A suite of radar, laser and optical sensors will align Shenzhou with Tiangong. The capsule’s thrusters will then drive it into the space lab’s docking ring.
The union will occur at an altitude of about 340km (210 miles).
It is understood that only two members of the crew will enter the lab at any one time. The third individual will stay in the Shenzhou craft in case of emergency.
During the flight, a range of scientific experiments are planned, including a number of medical tests geared towards understanding the effects of weightlessness on the human body.
At some point in the next few days, the astronauts will attempt a manual docking.
This would see the crew uncouple their vehicle from the lab, retreat to a defined distance and then command their ship to re-attach itself.
Liu Wang will take the lead in this activity. “We’ve done over 1,500 simulations,” he said during the pre-launch press conference.
“We’ve mastered the techniques and skills. China has first class technologies and astronauts, and therefore I’m confident we will fulfil the manual rendezvous.”
Tiangong-1, which means ”heavenly palace”, was launched in September last year
China is already talking about a Shenzhou-10 mission to Tiangong sometime in the next year.
The lab is a prototype for the type of modules the nation hopes to join in orbit later this decade to form a permanently manned space station.
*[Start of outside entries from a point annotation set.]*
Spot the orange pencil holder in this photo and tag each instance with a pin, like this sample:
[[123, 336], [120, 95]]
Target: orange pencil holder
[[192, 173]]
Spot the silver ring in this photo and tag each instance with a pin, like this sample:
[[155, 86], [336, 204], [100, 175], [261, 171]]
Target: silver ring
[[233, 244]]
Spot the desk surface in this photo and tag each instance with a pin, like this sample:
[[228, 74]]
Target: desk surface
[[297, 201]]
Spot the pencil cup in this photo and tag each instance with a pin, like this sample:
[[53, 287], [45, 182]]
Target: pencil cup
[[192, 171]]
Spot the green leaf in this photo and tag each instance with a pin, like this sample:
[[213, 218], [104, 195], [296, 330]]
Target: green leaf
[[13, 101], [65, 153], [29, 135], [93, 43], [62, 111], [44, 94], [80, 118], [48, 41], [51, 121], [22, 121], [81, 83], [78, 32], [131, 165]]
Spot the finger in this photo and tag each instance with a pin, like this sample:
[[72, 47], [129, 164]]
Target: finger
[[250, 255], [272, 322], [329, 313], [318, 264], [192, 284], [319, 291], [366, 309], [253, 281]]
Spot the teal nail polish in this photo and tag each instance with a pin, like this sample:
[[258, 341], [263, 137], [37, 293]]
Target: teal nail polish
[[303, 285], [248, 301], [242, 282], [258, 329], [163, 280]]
At about 60 tonnes in mass, this proposed station would be considerably smaller than the 400-tonne international platform operated by the US, Russia, Europe, Canada and Japan, but its mere presence in the sky would nonetheless represent a remarkable achievement.
Concept drawings describe a core module weighing some 20-22 tonnes, flanked by two slightly smaller laboratory vessels.
Officials say it would be supplied by freighters in exactly the same way that robotic cargo ships keep the International Space Station (ISS) today stocked with fuel, food, water, air, and spare parts.
The Shenzhou-9 crew are expected back on Earth before the end of the month.